Over the past several years, doctors in Hungary have been accused time and time again in the media of corruption for accepting tips. Waiters, taxi drivers, hair dressers, hotel stewards are not, with the explanation that the tips are factored into their salaries, but the same is true of doctors. Everyone knows that in general they do not live off what they make on paper. For my part, the primary shortcoming of tipping is that while it may provide a good living for physicians who frequently come into contact with patients (the obvious example is a gynaecologist present for a birth), it does not provide adequate compensation for numerous other people whose contributions to health care are indispensable and who may well choose to leave the country and seek their fortunes elsewhere.
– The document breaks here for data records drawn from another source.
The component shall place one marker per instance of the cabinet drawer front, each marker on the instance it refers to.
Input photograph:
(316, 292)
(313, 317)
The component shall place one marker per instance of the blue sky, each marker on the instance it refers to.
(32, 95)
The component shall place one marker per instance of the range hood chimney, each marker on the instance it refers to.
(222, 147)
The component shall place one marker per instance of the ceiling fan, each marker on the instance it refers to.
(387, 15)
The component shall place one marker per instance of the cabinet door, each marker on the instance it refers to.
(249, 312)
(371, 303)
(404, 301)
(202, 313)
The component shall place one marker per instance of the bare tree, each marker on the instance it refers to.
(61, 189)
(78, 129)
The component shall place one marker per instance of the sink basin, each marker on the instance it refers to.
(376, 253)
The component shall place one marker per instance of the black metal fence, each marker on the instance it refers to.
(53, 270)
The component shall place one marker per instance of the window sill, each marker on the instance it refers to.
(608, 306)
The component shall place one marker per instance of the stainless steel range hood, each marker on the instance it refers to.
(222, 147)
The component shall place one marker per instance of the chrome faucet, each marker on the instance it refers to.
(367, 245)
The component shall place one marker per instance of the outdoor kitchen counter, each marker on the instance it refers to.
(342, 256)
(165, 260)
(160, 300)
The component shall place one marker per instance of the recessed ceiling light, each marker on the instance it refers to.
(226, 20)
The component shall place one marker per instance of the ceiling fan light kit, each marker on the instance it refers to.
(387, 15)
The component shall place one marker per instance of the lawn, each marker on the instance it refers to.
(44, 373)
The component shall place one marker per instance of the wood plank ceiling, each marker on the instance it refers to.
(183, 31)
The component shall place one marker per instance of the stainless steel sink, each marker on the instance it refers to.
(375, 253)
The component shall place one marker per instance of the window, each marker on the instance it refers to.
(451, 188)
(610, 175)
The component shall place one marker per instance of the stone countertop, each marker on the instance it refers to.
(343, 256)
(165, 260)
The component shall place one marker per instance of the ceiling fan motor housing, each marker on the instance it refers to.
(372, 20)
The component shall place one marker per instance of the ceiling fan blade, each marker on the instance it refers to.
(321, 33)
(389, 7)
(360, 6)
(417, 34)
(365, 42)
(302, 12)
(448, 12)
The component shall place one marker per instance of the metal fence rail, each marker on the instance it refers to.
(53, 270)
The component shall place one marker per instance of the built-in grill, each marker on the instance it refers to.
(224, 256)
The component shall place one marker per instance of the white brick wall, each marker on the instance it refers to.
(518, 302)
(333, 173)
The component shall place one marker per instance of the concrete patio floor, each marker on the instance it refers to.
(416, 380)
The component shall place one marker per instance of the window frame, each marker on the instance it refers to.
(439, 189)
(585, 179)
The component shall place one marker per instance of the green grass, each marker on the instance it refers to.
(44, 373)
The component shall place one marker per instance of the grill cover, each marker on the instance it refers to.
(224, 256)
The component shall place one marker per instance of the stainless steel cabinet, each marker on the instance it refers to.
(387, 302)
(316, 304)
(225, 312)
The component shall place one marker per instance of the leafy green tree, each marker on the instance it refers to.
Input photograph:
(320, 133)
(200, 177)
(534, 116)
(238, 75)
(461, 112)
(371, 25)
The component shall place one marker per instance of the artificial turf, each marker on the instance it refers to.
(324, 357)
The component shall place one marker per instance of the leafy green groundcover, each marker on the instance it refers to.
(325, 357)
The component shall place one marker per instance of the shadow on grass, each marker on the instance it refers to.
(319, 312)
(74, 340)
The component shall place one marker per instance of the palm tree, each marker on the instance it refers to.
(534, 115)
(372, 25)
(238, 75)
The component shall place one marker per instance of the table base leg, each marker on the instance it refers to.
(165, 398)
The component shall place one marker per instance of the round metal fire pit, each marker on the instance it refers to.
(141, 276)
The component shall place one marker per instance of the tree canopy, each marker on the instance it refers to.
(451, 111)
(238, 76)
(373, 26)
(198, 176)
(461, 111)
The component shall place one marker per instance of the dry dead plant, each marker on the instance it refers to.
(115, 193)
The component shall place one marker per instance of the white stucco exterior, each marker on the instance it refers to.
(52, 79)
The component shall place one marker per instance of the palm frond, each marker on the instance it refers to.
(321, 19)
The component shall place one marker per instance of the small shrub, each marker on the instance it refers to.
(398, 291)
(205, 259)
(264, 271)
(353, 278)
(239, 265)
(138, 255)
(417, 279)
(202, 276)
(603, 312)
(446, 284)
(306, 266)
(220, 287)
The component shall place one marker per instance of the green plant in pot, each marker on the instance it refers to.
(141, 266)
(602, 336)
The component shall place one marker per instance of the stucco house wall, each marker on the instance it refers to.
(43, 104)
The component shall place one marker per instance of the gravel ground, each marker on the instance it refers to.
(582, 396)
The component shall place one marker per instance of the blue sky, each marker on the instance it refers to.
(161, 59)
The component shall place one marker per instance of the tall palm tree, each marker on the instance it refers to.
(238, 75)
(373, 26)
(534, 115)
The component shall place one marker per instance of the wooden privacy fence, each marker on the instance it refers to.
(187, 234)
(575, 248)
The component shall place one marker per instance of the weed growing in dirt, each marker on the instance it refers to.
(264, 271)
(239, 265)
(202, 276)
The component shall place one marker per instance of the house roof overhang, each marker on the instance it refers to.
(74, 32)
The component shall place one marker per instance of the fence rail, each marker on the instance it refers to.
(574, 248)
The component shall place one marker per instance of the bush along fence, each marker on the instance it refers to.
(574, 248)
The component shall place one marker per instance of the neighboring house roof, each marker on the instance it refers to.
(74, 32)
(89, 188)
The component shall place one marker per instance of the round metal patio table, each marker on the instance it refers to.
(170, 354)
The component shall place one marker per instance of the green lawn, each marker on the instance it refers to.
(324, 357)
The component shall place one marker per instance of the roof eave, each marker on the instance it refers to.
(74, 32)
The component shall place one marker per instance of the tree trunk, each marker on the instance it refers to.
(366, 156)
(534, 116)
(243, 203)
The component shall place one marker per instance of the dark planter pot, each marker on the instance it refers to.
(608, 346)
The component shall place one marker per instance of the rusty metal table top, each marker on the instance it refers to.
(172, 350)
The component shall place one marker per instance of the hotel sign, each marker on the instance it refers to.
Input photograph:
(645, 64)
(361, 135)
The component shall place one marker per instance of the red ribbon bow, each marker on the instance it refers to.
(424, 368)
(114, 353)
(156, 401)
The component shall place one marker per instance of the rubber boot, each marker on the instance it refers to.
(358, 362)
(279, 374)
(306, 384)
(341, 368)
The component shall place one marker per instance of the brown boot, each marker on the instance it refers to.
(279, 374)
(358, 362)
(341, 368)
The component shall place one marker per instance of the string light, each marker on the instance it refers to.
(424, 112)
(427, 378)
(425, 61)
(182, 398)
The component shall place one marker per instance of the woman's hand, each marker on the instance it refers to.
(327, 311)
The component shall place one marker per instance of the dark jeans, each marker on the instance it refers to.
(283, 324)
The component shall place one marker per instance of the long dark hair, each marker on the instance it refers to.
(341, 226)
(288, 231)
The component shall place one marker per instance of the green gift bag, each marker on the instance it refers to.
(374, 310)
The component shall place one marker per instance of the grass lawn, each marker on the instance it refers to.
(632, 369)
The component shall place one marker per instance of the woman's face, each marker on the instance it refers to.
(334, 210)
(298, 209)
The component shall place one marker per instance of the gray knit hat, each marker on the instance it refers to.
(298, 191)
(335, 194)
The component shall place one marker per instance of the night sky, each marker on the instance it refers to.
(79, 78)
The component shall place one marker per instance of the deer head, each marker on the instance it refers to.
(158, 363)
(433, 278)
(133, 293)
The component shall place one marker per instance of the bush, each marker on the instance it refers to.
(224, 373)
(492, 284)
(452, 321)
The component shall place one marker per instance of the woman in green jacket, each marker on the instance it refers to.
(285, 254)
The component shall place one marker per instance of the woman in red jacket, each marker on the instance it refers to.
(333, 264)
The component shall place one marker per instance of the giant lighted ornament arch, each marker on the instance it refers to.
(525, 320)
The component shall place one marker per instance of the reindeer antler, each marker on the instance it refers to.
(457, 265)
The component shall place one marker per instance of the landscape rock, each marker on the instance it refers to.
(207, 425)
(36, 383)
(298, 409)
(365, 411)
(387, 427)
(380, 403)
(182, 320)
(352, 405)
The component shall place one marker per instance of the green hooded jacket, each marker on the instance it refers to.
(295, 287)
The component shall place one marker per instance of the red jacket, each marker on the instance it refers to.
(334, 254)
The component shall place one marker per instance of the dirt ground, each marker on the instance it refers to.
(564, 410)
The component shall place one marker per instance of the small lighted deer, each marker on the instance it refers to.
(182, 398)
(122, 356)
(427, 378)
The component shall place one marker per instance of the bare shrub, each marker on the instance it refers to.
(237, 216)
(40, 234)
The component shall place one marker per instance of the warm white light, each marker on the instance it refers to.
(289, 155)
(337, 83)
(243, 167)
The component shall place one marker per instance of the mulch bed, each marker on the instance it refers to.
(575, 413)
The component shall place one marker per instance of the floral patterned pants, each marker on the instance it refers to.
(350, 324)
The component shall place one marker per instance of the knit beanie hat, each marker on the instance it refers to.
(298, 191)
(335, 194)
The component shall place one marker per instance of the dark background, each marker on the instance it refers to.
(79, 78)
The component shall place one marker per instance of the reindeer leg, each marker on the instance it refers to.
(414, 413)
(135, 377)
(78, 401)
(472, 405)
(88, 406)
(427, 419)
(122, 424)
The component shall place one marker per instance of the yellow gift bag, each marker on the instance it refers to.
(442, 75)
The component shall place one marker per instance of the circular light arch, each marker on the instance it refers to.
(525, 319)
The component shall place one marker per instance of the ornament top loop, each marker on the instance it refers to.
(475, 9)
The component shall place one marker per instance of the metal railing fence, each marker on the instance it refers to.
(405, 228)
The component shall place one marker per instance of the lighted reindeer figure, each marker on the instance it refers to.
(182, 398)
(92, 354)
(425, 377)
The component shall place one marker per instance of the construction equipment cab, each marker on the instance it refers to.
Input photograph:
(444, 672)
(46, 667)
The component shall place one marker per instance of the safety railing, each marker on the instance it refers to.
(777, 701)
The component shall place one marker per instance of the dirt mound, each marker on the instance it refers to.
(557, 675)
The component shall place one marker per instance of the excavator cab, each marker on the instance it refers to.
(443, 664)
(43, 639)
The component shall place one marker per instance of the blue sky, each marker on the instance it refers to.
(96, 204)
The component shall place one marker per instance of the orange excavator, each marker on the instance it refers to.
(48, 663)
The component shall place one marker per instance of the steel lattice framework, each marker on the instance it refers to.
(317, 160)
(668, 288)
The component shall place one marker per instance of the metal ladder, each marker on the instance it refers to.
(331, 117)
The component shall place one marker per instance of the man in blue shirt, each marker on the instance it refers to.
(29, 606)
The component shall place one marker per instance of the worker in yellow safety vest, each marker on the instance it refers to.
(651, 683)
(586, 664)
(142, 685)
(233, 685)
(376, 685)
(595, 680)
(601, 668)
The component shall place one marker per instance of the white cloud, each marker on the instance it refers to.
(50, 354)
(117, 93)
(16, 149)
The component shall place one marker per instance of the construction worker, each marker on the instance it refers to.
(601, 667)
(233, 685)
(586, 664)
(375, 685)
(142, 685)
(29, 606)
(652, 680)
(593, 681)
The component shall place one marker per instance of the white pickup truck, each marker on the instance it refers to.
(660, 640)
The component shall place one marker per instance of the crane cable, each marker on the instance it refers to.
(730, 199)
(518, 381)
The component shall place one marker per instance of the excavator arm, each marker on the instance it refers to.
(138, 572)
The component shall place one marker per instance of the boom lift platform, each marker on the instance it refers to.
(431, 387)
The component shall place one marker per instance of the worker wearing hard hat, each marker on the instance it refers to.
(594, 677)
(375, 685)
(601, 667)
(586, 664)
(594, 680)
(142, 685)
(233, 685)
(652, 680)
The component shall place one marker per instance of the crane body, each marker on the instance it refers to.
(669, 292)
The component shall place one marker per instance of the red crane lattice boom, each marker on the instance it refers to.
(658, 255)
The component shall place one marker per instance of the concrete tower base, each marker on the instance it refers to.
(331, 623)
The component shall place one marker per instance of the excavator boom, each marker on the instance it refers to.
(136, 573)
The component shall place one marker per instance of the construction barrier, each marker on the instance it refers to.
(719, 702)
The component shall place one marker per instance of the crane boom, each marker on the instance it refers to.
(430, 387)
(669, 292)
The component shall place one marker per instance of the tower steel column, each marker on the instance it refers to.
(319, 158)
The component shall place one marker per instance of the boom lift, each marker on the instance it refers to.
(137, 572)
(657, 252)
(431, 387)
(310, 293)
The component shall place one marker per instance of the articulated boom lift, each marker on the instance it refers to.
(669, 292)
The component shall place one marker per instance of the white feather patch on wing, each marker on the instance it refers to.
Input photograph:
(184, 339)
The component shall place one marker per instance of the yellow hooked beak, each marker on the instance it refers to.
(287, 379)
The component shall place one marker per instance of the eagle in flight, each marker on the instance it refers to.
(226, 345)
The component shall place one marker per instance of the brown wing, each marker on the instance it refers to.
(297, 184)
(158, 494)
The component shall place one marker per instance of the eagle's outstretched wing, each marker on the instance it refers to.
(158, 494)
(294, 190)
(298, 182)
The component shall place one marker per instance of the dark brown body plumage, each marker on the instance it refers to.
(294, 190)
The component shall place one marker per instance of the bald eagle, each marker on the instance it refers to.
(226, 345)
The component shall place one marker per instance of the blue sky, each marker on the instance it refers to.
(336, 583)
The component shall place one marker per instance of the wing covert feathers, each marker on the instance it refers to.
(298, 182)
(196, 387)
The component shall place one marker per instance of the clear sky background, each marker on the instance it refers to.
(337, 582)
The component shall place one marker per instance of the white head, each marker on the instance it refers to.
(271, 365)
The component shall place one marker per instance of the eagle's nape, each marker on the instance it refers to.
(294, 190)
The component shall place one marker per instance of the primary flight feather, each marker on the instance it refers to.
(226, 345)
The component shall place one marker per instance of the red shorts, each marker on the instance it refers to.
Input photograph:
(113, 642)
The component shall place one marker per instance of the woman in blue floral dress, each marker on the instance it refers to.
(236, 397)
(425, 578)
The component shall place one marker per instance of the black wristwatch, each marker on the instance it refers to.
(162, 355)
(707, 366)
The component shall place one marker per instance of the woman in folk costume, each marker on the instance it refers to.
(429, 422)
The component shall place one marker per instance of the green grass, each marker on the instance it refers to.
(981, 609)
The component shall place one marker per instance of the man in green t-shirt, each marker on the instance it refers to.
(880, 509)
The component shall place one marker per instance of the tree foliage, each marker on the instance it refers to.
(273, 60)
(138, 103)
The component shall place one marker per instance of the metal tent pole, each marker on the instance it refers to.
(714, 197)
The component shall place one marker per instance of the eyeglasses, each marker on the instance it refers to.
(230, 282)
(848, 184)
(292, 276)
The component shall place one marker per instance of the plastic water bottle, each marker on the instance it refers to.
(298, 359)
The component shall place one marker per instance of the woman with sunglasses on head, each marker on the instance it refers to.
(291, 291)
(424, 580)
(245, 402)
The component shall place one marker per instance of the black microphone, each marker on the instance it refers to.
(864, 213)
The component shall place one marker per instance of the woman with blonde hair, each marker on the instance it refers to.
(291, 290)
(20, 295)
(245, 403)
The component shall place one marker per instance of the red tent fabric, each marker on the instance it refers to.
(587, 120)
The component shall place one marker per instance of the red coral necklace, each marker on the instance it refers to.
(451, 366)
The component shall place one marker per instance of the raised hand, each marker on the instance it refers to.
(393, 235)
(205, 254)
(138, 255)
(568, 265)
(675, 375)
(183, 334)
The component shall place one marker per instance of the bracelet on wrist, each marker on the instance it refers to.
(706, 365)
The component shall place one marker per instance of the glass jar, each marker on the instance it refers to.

But as far as those physicians who make a good living off tips, I do not begrudge them this. On the contrary I hope they come to work well-rested and with little or no financial cares or distractions.

Is it taking the theme to the absurd? I just want to point on how satisfying and necessary personal and direct communication between doctor and patient is – even in this less than ideal form of financial transaction. Compare this with the American doctor who never comes to one’s house, and is never even available by phone.